ESdat environmental data management software has been used to manage and report on large datasets generated from an investigation of groundwater contamination on an industrial facility in Adelaide.
ESdat was used in managing site data and the maintenance of conceptual model and time series outputs at a complex site over an extended period.
Leakages of TCE and the subsequent groundwater contamination at an industrial facility in Adelaide have led to an ongoing investigation and remediation program conducted since 1999. This work comprised site characterisation and remediation, including borehole drilling, monitoring well installation, soil, groundwater and vapour sampling, laboratory analysis and preliminary in-situ chemical oxidation (ISCO) of impacted media. Over 30 soil bores and 50 monitoring wells have been installed to date, both on and off site, with six groundwater monitoring events being carried out since 2002. Two shallow aquifers have been impacted beneath the site, the first located between 3 and 5 metres below ground level (mbgl) and the second between 8 and 13 mbgl.
To efficiently manage such a large dataset, and to enable efficient production of the required tables, graphs, 3D models, GIS, and other outputs required for conceptual model development, the contaminated site data management system ESDAT was employed.
A rigorous conceptual model of the site and the degradation processes occurring was developed using a combination of chemistry output tables, trend graphs, GIS based maps, and 3D geological and contaminant models. Upon commencement of remediation, these graphical, tabular, and 3D outputs were continually updated to incorporate the latest data and demonstrate the effect of the remediation to both technical and non-technical audiences. It was necessary for the outputs to be easily updated as new data became available, and to ensure a consistent data set was being used in the various software applications employed. The 3D geological and plume model created via direct export to Mining Visualisation System (MVS®) software was one element which continually evolved as further detailed information regarding the complex geology underlying the site was gathered.

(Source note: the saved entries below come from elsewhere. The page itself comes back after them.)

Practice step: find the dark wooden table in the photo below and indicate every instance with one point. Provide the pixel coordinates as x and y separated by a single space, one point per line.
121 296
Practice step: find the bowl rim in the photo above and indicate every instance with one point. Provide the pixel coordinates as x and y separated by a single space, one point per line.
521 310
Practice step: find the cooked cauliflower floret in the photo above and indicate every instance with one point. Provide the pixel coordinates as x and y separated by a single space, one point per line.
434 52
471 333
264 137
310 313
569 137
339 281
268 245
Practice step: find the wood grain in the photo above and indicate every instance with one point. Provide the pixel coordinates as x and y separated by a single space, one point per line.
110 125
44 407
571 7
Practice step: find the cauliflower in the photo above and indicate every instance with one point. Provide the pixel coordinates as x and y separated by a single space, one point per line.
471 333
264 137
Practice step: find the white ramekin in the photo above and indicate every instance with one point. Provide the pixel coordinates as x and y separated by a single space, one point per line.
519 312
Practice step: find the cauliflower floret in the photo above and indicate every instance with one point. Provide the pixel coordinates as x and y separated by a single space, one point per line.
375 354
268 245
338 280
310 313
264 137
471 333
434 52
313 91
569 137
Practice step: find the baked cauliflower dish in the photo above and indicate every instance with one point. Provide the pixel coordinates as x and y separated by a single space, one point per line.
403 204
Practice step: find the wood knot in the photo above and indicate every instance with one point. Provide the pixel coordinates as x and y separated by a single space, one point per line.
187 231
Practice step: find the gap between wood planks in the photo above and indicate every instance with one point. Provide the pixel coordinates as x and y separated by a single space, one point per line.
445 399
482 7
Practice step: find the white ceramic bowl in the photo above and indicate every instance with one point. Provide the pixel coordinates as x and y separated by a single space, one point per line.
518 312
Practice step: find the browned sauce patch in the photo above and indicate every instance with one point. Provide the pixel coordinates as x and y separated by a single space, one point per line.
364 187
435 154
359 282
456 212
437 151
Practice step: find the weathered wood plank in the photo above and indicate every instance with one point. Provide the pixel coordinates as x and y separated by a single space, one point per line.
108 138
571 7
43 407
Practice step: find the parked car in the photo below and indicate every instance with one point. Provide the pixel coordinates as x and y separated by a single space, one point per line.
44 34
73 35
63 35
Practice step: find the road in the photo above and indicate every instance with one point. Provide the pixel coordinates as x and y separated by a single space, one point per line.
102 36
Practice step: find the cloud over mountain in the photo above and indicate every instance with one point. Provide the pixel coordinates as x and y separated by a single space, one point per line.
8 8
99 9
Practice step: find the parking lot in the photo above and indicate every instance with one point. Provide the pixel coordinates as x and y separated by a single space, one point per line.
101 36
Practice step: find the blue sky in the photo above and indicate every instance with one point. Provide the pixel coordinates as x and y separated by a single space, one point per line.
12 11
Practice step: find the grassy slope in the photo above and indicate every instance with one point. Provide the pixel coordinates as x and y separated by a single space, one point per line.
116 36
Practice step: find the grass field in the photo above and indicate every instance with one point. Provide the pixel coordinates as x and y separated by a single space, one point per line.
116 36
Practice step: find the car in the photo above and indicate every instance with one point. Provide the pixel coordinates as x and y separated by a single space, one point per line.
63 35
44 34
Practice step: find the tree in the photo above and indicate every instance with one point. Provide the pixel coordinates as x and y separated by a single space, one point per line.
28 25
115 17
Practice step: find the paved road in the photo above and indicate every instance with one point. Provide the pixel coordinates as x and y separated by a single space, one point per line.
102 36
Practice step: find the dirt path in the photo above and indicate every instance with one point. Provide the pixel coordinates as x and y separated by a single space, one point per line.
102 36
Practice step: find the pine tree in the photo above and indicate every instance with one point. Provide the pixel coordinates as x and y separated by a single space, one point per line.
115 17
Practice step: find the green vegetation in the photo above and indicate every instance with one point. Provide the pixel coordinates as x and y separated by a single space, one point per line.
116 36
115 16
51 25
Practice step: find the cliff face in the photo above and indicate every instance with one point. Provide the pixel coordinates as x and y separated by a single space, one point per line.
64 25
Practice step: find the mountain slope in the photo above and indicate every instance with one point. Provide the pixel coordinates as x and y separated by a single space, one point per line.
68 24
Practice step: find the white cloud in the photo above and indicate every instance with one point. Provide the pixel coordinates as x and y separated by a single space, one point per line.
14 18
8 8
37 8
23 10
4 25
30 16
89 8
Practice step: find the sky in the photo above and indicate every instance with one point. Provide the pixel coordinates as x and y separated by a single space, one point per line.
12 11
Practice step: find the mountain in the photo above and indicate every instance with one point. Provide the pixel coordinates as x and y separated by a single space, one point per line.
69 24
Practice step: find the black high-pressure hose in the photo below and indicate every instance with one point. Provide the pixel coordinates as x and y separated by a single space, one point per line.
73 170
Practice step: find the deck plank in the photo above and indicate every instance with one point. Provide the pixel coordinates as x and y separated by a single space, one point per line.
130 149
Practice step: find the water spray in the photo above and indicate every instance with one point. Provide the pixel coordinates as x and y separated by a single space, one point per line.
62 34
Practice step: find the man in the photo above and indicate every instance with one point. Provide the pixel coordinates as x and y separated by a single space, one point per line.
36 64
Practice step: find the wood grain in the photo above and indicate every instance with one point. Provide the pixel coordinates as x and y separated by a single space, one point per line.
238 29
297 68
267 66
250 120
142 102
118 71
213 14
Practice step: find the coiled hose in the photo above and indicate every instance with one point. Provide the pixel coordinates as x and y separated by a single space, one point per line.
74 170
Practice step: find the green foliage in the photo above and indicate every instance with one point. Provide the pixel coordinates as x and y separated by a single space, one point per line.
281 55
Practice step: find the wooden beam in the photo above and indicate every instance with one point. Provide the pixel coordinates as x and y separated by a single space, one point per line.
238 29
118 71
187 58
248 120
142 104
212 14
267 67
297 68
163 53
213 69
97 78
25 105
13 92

All historical chemistry and geological data was loaded into ESDAT, and ongoing chemical and QA data were directly imported from the laboratory generated electronic deliverables resulting in an accessible, consolidated and consistent data set. The standard outputs from this system, along with its exports to other packages, enabled the outputs to be consistently and efficiently maintained during the project. In particular, the ability to readily visualise the underlying sequences of sands and clays in three dimensions and correlate this with chemistry data allowed a more detailed analysis of pilot trial results and rebound. This knowledge then facilitated the installation of a more accurately targeted injection system for the full scale remediation.
The outputs and quantitative analyses produced using this approach demonstrate how a site analysis integrating the strengths of multiple best-of-breed software applications and a managed dataset can provide insights and efficiencies which may not be achievable by other means. The ability to readily provide updated outputs in a readily understood visual format also facilitated improved communication and engagement with both client and regulator due to the ease with which complex issues and technical aspects of the project could be explained.